Wireless Networks: Just What the Doctor Ordered

By Galen Gruman

PAGE 2

Wireless makes productivity sense whenever workers are mobile and work with time-critical data, says Chris Kozup, a Meta Group analyst. And, notes Kathryn Korostoff, president of consultancy Sage Research, the use of wireless can also relieve staff constraints. "Hospitals are always understaffed," she says. "In the face of economic hardship, wireless has a payback scenario. It’s not a huge amount of capital investment. They’re clearly saving time for doctors and nurses, which is their greatest asset." For the users, "it really becomes a part of their job satisfaction—it relieves stress.
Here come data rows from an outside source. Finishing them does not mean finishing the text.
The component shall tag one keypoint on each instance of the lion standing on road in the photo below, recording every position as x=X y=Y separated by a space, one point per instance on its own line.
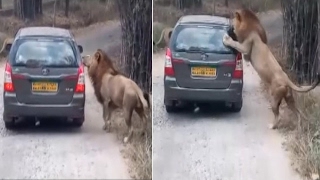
x=247 y=28
x=114 y=90
x=5 y=42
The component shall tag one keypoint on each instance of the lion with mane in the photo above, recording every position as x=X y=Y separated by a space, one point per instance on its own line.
x=114 y=90
x=247 y=28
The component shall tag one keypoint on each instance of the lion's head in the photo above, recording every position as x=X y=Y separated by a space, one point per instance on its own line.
x=245 y=22
x=98 y=65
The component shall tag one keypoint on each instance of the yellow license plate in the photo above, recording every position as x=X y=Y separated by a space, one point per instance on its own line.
x=203 y=71
x=44 y=87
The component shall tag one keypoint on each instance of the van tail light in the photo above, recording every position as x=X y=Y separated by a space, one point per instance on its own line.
x=238 y=71
x=168 y=68
x=8 y=85
x=80 y=87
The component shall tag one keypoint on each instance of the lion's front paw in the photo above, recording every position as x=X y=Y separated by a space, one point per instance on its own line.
x=226 y=40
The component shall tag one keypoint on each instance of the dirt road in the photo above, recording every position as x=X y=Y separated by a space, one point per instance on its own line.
x=59 y=152
x=217 y=145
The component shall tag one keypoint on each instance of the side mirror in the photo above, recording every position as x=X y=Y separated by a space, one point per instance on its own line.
x=8 y=47
x=84 y=58
x=80 y=48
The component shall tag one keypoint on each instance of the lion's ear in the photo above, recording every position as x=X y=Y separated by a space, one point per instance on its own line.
x=237 y=16
x=97 y=56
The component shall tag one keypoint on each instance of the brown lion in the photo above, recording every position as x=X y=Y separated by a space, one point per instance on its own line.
x=5 y=43
x=166 y=35
x=114 y=90
x=247 y=14
x=250 y=41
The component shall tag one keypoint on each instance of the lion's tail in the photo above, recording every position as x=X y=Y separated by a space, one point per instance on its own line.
x=5 y=42
x=303 y=89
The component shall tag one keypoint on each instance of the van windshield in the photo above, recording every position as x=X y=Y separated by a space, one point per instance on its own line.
x=203 y=38
x=44 y=52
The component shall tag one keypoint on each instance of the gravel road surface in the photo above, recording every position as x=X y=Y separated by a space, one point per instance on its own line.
x=219 y=145
x=55 y=151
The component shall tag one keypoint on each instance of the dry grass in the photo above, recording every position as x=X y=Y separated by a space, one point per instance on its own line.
x=303 y=138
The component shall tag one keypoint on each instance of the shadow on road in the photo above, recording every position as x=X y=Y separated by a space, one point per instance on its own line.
x=48 y=125
x=210 y=111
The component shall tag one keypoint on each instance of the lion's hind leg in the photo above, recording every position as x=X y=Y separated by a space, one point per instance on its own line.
x=278 y=93
x=142 y=114
x=292 y=106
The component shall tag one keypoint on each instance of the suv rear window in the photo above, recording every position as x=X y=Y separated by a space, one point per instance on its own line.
x=202 y=38
x=43 y=52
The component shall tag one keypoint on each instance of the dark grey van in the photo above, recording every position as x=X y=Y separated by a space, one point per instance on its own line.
x=198 y=67
x=44 y=76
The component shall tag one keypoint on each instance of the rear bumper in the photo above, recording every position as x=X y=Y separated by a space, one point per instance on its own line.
x=12 y=108
x=173 y=92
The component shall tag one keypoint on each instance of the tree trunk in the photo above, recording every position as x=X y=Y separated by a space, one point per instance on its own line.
x=66 y=11
x=136 y=51
x=182 y=4
x=301 y=37
x=54 y=13
x=318 y=48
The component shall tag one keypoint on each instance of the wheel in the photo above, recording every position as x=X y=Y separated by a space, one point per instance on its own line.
x=8 y=122
x=236 y=106
x=77 y=122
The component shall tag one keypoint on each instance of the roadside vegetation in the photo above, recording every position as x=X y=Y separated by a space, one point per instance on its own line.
x=69 y=14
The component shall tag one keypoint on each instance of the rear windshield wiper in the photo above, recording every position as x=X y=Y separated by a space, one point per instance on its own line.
x=192 y=49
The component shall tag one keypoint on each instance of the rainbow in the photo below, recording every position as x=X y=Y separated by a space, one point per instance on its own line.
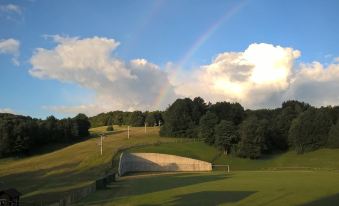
x=164 y=90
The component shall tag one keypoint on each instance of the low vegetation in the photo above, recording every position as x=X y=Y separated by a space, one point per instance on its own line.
x=47 y=177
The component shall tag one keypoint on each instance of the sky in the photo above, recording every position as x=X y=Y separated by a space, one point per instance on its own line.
x=66 y=57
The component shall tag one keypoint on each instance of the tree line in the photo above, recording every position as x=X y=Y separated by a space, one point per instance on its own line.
x=21 y=135
x=251 y=133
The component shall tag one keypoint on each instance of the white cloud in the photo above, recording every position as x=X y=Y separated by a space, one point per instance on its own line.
x=11 y=47
x=10 y=8
x=7 y=110
x=316 y=84
x=249 y=77
x=90 y=63
x=261 y=76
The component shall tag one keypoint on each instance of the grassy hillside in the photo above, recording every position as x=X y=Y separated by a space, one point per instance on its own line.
x=320 y=159
x=50 y=175
x=283 y=188
x=283 y=179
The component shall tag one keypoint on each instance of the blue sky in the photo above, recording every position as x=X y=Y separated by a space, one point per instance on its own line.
x=179 y=38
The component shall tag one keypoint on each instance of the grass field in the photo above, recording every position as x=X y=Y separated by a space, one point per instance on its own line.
x=47 y=177
x=216 y=188
x=323 y=159
x=280 y=179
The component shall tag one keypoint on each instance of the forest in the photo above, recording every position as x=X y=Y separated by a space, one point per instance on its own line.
x=22 y=135
x=228 y=126
x=252 y=133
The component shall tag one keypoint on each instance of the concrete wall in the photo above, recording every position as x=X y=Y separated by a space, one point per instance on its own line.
x=145 y=162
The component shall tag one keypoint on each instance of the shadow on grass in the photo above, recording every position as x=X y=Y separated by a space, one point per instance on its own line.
x=47 y=187
x=325 y=201
x=211 y=197
x=159 y=183
x=141 y=185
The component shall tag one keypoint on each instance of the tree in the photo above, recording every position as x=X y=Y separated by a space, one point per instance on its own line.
x=225 y=135
x=206 y=127
x=333 y=136
x=252 y=137
x=136 y=119
x=198 y=109
x=80 y=126
x=178 y=120
x=110 y=124
x=310 y=130
x=228 y=111
x=150 y=119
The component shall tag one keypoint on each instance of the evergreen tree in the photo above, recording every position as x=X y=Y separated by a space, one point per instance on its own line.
x=207 y=124
x=225 y=135
x=252 y=137
x=110 y=125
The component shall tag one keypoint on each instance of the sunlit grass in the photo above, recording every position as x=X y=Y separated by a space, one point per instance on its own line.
x=50 y=175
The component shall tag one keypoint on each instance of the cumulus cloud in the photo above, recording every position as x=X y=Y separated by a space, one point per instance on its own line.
x=11 y=47
x=316 y=84
x=261 y=76
x=249 y=77
x=7 y=110
x=90 y=63
x=10 y=8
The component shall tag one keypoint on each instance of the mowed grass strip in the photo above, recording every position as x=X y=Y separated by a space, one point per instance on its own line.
x=322 y=159
x=49 y=176
x=217 y=188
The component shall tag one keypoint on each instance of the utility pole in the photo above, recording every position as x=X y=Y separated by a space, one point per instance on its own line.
x=101 y=144
x=128 y=132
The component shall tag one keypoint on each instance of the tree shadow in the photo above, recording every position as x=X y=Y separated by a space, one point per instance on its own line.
x=211 y=197
x=140 y=185
x=329 y=200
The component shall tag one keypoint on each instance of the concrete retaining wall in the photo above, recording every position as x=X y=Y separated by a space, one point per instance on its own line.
x=145 y=162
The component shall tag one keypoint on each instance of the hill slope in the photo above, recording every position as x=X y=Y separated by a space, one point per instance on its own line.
x=48 y=176
x=319 y=159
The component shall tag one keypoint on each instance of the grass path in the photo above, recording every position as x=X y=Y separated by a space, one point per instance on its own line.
x=216 y=188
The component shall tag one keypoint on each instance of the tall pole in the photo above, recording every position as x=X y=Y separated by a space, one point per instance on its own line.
x=101 y=145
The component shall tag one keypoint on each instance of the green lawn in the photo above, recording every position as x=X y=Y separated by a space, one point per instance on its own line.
x=216 y=188
x=47 y=177
x=282 y=179
x=324 y=159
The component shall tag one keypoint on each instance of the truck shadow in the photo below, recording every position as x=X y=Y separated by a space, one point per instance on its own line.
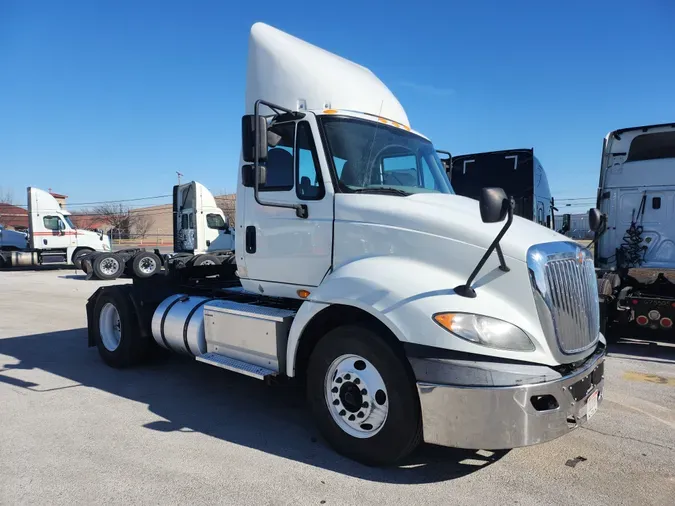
x=643 y=350
x=194 y=397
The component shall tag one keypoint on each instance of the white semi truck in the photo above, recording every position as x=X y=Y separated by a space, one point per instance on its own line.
x=201 y=236
x=410 y=313
x=52 y=237
x=635 y=250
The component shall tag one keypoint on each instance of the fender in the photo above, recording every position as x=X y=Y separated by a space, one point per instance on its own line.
x=404 y=295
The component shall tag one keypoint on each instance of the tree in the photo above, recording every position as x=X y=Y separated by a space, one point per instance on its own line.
x=116 y=216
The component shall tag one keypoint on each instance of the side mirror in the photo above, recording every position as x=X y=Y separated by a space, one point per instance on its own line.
x=567 y=224
x=594 y=219
x=252 y=134
x=494 y=205
x=248 y=176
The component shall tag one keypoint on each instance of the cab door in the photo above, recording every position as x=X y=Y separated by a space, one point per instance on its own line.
x=279 y=247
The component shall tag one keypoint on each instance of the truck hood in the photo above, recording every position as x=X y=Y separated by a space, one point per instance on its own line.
x=449 y=216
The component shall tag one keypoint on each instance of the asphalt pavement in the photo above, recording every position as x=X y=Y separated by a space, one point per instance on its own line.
x=73 y=431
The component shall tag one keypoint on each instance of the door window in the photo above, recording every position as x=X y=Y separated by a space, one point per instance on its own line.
x=52 y=223
x=308 y=171
x=280 y=160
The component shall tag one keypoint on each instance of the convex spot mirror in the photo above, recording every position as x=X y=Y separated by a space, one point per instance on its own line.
x=494 y=205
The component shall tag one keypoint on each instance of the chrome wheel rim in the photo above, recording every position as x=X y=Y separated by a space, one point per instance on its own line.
x=110 y=327
x=109 y=266
x=356 y=396
x=147 y=265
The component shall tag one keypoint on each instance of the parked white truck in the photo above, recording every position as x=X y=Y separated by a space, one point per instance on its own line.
x=409 y=313
x=201 y=236
x=635 y=250
x=52 y=237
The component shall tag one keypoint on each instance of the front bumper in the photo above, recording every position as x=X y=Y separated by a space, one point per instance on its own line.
x=503 y=417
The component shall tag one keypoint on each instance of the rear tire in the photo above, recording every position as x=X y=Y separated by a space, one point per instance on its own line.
x=116 y=330
x=205 y=260
x=146 y=264
x=108 y=266
x=387 y=390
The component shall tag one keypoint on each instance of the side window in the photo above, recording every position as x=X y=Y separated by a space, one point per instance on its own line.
x=309 y=185
x=280 y=160
x=400 y=171
x=52 y=222
x=428 y=181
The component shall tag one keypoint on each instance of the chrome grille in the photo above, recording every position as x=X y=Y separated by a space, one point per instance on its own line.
x=563 y=278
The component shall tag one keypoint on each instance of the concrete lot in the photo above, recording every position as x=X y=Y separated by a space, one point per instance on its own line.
x=73 y=431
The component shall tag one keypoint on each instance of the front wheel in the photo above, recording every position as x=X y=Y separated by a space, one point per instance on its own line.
x=116 y=330
x=363 y=397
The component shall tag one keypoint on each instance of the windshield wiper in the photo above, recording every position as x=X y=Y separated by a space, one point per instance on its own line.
x=385 y=190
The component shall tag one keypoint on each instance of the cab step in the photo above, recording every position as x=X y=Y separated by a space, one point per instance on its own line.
x=232 y=364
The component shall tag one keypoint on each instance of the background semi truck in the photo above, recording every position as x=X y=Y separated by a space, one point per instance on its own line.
x=51 y=239
x=635 y=249
x=201 y=236
x=517 y=171
x=408 y=313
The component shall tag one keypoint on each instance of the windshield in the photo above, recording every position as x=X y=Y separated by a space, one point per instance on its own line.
x=372 y=157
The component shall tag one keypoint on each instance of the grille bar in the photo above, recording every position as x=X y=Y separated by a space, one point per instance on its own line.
x=564 y=275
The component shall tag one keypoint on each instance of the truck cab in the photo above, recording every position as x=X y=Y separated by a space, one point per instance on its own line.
x=200 y=226
x=52 y=237
x=363 y=276
x=635 y=250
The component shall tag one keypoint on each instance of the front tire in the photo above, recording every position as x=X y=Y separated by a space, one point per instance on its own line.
x=146 y=264
x=108 y=266
x=116 y=330
x=363 y=397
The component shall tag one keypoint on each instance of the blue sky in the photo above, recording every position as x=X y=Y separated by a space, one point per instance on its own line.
x=108 y=99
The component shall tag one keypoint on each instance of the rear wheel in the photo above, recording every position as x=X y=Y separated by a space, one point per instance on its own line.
x=116 y=331
x=363 y=397
x=77 y=256
x=146 y=264
x=108 y=266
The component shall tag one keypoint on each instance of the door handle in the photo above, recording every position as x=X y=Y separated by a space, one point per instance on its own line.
x=250 y=239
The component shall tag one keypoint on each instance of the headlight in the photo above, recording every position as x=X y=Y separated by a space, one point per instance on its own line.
x=485 y=331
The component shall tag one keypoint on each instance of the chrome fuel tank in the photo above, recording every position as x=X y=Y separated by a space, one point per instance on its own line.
x=178 y=324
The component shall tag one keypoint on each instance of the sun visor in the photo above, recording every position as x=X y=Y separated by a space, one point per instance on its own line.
x=292 y=73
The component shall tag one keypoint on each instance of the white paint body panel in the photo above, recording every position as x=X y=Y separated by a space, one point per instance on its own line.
x=12 y=239
x=286 y=71
x=626 y=183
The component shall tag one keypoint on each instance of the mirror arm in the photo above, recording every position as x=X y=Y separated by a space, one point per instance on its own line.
x=301 y=210
x=466 y=290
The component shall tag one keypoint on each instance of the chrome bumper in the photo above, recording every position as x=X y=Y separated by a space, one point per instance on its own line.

It has a major effect on how people are satisfied with their job," she adds.

However, wireless and mobile technologies have supported mission-critical needs only in the past few years, and hospitals deploying the new systems continue to wrestle with the best ways to deploy them and integrate them into their overall IT structure. While wireless network security has become a straightforward issue for CIOs to address, several other technology hurdles continue to require experimentation and greater heterogeneity than many IT departments would prefer to support.

Hospitals are early wireless adopters, and the issues they face and the benefits they achieve apply to any industry—professional services, retail, inventory warehouses—that has mobile workers within a building, Korostoff says.

At the Core: Laptops on Carts

Hospitals’ wireless deployments typically involve setting up 802.11b access points in patient wards, treatment facilities and in corridors in which patients travel. Wirelessly enabled laptops affixed to carts are rolled from bed to bed and ward to ward as needed so that doctors and nurses can access medical records and order tests and medications wherever they are.

Usually, these shared laptops complement existing wired desktops installed at nurses’ stations and other locations during earlier-generation attempts to digitize medical records. Wireless tablets and sometimes PDAs often supplement these laptops, either to provide staff with a dedicated device or for use in other medical activities.

Some hospitals keep the mix of devices limited, while others let doctors choose almost anything to encourage usage. "We have not found there is one perfect answer to how people access information: wired PCs, laptops on carts, tablets, PDAs," says St. Vincent’s CIO Stettheimer.

Consider four hospital deployments:

  • OSU Medical Center has more than 1,100 medical staffers who care for 33,000 inpatients and 625,000 outpatients every year. It has set up 220 access points and 180 notebooks on carts. Although OSU hasn’t tracked its wireless costs separately, Enterprise Systems Director Phil Skinner figures it costs $600 per device—whether it’s a PDA, access point or wireless card—including setup, software and hardware.
  • St. Vincent’s has a similar setup of 168 access points and 18 notebooks for its 600 medical staff members (on average, 40 people per day access the wireless network). The hospital cares for 19,000 inpatients and sees 140,000 outpatients every year. St. Vincent’s has three tablets dedicated to registration at patient beds, so patients don’t have to wait in a lobby, as well as 12 wireless notebooks used by technical and administrative staff.

    This fall, St. Vincent’s will install an electronic order-entry system for physicians, which will be available over 100 wireless PDAs and 60 tablets, as well as more than 200 existing wired bedside computers. Stettheimer figures the wireless infrastructure cost about $1 million, out of the hospital’s $45 million investment in IT.

  • Memorial Medical Center in Springfield, Ill., a teaching hospital affiliated with Southern Illinois University, also took this route for its wireless deployment. The hospital, whose 550 physicians care for 22,000 inpatients and 450,000 outpatients, has about 150 access points for an initial six notebooks. CIO O.J. Wolanyk expects the number to grow dramatically after the first users talk about their experiences and as the hospital runs out of room for stationary terminals. The wireless system cost $900,000 out of the three-year, $30 million EMR effort.
  • St. John’s Hospital, a block away from Memorial, is focused on using wireless handheld scanners to record medication delivery; patients’ wristbands, drug labels and nurses’ badges are all bar-coded. A nurse scans all three so that the system can immediately track which nurse gave which patient which medication at what time, says IS Director Gordon Lashmett. St. John’s is implementing a wireless system like Memorial’s while it also completes its EMR rollout.
The common theme: inexpensive records access. "The investment is not atrocious," says St. Vincent’s Stettheimer. "We take the Wal-Mart approach: It must be affordable and present benefits up front, so it also usually has to be modular, since health budgets are very tight."